At Birth Detroit, she said care begins with a whole-person assessment. "We are doing an assessment of their social drivers of health from hello," Snow said.
She also points to outcome patterns she associates with birth center care and midwifery, including "higher rates of breastfeeding initiation" and "lower rates of pre-term birth," alongside an approach that includes wraparound supports that help families feel prepared for birth and supported postpartum.
Another part of the work, Snow says, is simply helping people understand what Birth Detroit is. "The biggest misconception is that we're a program," she said. "We are a service, a care service we provide independently."
She also stresses that midwifery is broader than many people assume. "As midwives, we are trained and capable of taking care of you throughout this course of your reproductive journey," she said, underscoring that care extends beyond pregnancy and delivery.
Snow describes impact in human terms: families feeling welcomed, heard and supported beyond a checklist. She described postpartum home visitation and postpartum support groups as tangible ways the organization identifies needs that may not surface in a clinic visit and helps families build community with one another.
As Birth Detroit grows, Snow's work also extends into the institutional spaces where long-term change can be accelerated. She is a current member of the Wayne State University College of Nursing Board of Visitors, which she sees as aligned with her "beyond the bedside era" and her commitment to systems-level impact.
"I am interested in making changes that impact systems," she said, describing a desire to shape models of care and institutions.
Snow also views representation as a responsibility in those rooms, especially given the limited visibility of midwifery in many leadership settings.

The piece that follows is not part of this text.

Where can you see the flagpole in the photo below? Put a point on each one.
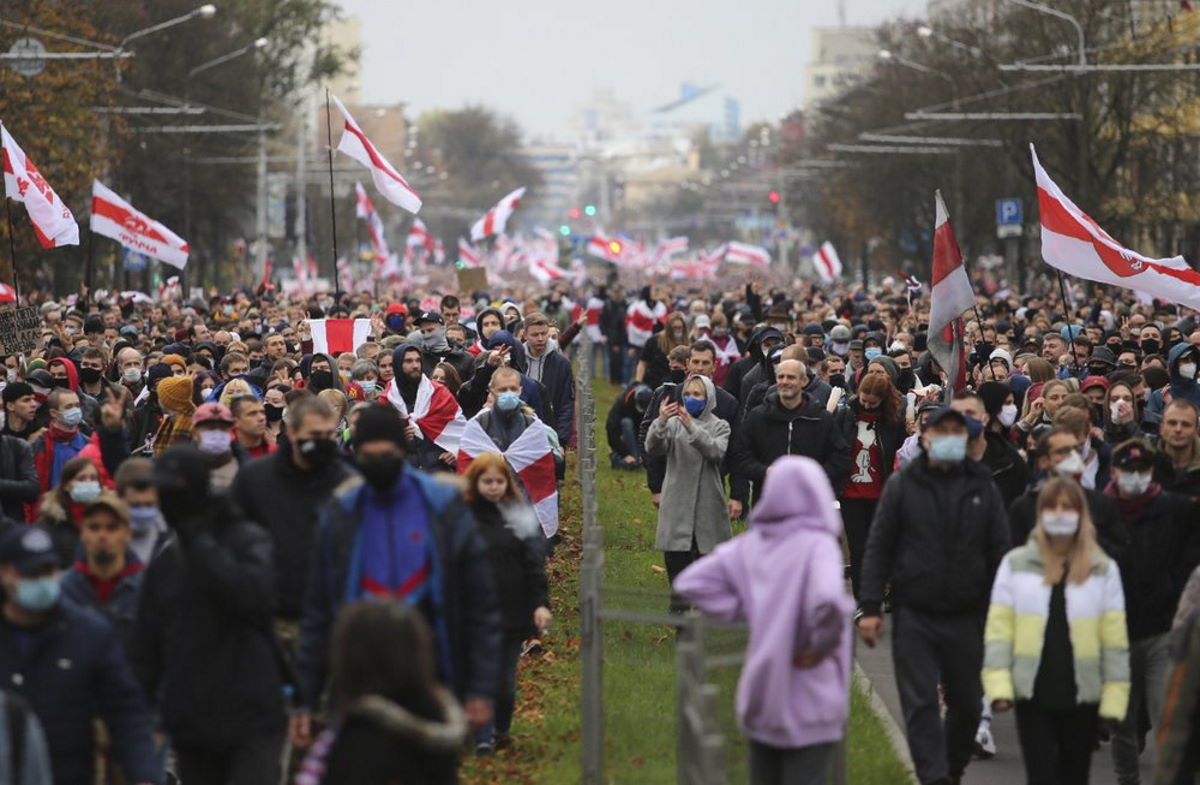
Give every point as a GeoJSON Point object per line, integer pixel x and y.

She described board service as a forum where she can represent her identities and professional perspective and bring forward advocacy that translates into action.
When asked what she wants people to remember most, Snow returns to the line that guides her work and frames Birth Detroit's mission as both an urgency and an invitation:"We are no longer asking permission to save our lives," she said. "We are saving our own lives, and we invite you to lead with us."